Hughes was a daredevil long before climbing into the cockpit of a rocket.
In fact, Hughes holds a Guinness World Record for jumping stretch limousines. In 2002, Hughes jumped a 6,500-pound Lincoln Town Car a distance of 103 feet at California’s Perris Auto Speedway.
However, Hughes’s biggest headlines came from his attempts to launch himself in his DIY rockets.
In 2018, Hughes launched himself more than 1,800 feet over the Mojave Desert.
At the time, he told the Associated Press that he was on a mission to determine, once and for all, whether the Earth was flat or not.
“Do I believe the Earth is shaped like a Frisbee? I believe it is,” he said at the time. “Do I know for sure? No. That’s why I want to go up in space.”
The Earth has been known to be spherical for at least 2,000 years, but even if Hughes’s attempt to reach 5,000 feet succeeded, he wouldn’t have had the view he ultimately wanted.
Reaching an altitude of 5,000 feet was a step on the way to a larger goal.
Hughes had hoped that through launches like that, a radio show on Flat Earth radio, and sponsored stunts like a cross-country limousine trip to “measure the curvature of the Earth,” he might be able to raise enough money to built a vessel, part rocket and part balloon, that would take him up to the Kármán line.
The Kármán line defines the boundary between Earth and space and sits at an altitude of 62 miles (330,000 feet, 100 kilometers) above sea level.
However, according to Hughes’s public relations representative Darren Shuster, Hughes wasn’t much of a Flat Earther at heart.
Shuster told the L.A. Times that it had more to do with drumming up sponsors. “I don’t think he believed it,” Shuster said. “He did have some governmental conspiracy theories. But don’t confuse it with that Flat Earth thing. That was a PR stunt we dreamed up.”
Nevertheless, Hughes spent countless hours building his own rockets from spare parts, and he did climb into them and launch himself into the air.

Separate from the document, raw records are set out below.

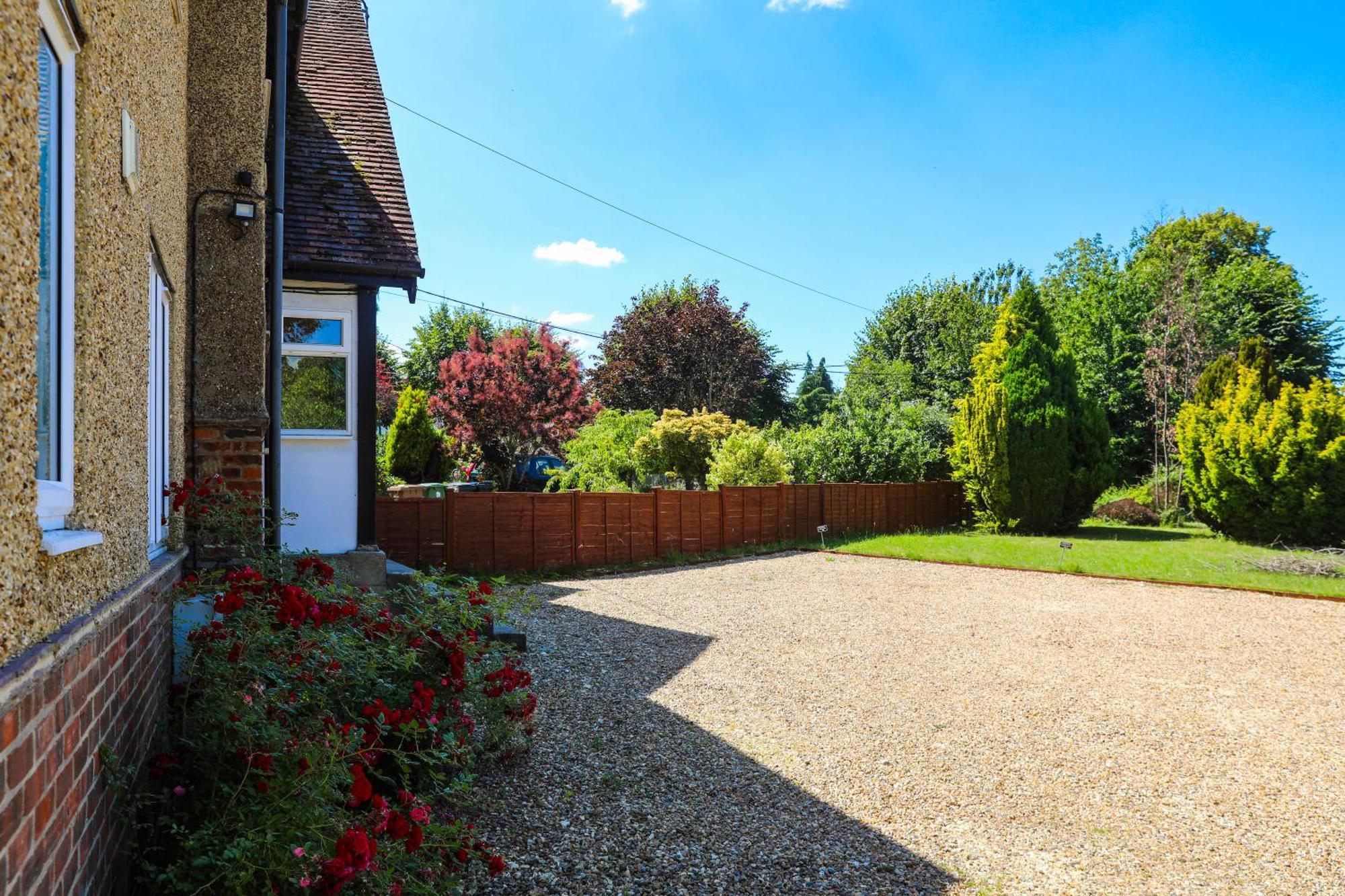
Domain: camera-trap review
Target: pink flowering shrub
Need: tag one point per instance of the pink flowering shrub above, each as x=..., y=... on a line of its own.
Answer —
x=326, y=736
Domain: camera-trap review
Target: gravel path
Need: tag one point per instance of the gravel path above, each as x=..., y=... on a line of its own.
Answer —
x=808, y=723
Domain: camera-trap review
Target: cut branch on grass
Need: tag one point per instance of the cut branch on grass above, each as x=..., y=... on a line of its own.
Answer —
x=1328, y=563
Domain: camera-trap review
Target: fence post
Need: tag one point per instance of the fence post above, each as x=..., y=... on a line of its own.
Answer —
x=658, y=541
x=533, y=507
x=724, y=521
x=575, y=526
x=449, y=528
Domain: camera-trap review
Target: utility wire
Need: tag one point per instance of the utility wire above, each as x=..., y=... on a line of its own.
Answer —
x=422, y=291
x=442, y=298
x=627, y=212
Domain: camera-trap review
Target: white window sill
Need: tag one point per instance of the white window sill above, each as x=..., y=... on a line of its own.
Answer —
x=63, y=541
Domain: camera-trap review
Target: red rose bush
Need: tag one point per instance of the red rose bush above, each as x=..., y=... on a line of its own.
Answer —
x=326, y=737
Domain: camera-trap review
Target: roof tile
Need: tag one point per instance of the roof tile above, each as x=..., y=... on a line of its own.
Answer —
x=345, y=196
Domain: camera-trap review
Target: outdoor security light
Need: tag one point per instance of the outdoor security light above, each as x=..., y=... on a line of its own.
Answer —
x=244, y=212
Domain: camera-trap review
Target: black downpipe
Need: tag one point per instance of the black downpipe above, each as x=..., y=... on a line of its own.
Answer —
x=280, y=97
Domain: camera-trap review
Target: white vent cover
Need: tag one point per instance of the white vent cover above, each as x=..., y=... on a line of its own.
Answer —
x=130, y=153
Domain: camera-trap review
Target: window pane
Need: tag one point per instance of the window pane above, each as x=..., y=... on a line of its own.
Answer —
x=314, y=393
x=313, y=331
x=49, y=243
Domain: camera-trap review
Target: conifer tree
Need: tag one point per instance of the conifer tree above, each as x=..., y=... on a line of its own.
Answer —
x=1031, y=451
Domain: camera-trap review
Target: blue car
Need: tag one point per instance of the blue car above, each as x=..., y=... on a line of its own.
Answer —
x=535, y=471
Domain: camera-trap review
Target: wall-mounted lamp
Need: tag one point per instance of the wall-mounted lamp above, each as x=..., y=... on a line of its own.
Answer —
x=244, y=213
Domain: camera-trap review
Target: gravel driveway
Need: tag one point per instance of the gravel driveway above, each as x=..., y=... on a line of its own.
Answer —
x=806, y=723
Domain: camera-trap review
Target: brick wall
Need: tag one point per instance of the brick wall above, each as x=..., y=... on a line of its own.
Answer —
x=100, y=680
x=233, y=450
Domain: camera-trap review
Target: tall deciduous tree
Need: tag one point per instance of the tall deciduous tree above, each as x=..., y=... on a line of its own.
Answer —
x=937, y=326
x=1031, y=450
x=602, y=455
x=439, y=334
x=517, y=395
x=684, y=346
x=1221, y=267
x=385, y=393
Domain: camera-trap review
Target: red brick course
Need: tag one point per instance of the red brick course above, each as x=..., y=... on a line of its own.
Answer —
x=100, y=681
x=233, y=450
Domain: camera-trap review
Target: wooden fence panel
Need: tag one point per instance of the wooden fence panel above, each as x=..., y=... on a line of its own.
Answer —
x=514, y=532
x=509, y=532
x=642, y=528
x=553, y=530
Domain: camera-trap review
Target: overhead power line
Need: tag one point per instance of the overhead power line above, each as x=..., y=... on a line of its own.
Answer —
x=422, y=291
x=627, y=212
x=442, y=298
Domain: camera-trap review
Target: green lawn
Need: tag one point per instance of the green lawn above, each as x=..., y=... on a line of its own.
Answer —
x=1191, y=555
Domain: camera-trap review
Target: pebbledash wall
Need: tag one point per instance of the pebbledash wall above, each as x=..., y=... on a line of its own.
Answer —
x=228, y=126
x=85, y=642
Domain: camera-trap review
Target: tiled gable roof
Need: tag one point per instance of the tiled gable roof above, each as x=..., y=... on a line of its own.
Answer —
x=345, y=197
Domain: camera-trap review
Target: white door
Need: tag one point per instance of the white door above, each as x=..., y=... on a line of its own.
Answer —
x=159, y=407
x=319, y=452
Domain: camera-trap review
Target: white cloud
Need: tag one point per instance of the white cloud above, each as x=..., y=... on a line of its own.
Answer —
x=582, y=252
x=568, y=318
x=578, y=345
x=785, y=6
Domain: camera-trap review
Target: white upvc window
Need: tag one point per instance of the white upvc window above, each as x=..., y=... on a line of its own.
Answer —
x=317, y=374
x=161, y=409
x=57, y=49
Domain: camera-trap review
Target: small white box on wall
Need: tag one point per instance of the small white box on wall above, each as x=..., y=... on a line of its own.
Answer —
x=130, y=153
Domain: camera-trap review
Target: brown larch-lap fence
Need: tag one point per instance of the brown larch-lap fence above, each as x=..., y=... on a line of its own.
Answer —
x=517, y=532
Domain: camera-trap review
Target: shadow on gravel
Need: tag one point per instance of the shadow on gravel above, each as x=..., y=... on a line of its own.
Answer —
x=623, y=795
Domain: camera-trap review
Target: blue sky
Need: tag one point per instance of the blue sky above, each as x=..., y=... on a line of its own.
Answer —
x=851, y=146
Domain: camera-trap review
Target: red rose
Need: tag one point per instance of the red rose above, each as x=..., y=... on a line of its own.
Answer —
x=399, y=826
x=362, y=788
x=357, y=848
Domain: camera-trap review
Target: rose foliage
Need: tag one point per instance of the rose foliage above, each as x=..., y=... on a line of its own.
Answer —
x=326, y=737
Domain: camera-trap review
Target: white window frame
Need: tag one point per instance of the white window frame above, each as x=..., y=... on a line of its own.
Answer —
x=344, y=350
x=159, y=408
x=56, y=497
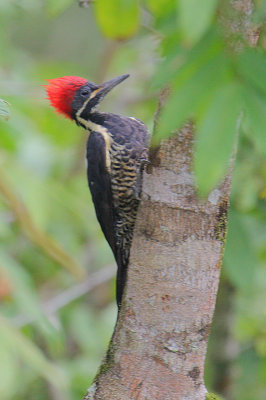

Unfortunately, Hughes’s latest launch ended in tragedy.
As his rocket left its ramp, it appeared to catch on the ladder he used to enter the cockpit. “It ripped off a parachute can, which deployed the parachute, which got caught in the thrust of the rocket and kind of took the rocket off course a little bit,” said Justin Chapman, a freelance journalist attending the launch, according to NPR .
The crowd gathered below could only watch in horror as Hughes’s rocket plummeted back down to Earth.
“Everyone was stunned,” Chapman said. “They didn’t know what to do. He landed about half a mile away from the launch pad.”
The Science Channel was among those in attendance at the launch, which they were filming as part of their “Homemade Astronauts” series.
Both Shuster and Chapman said Hughes was well aware of the risks involved in his launches.
“He knew very well, he said very often, that this thing could kill you, he was very well aware of that,” Chapman told NPR. “He was a daredevil and he was driven by this compulsion to do extraordinary things and inspire people, as he put it.”
“This guy knew he wasn’t going to live till 80,” Shuster said to the L.A. Times. “I spent a lot of hours with him. He had something in him that compelled himself to push himself further each time.”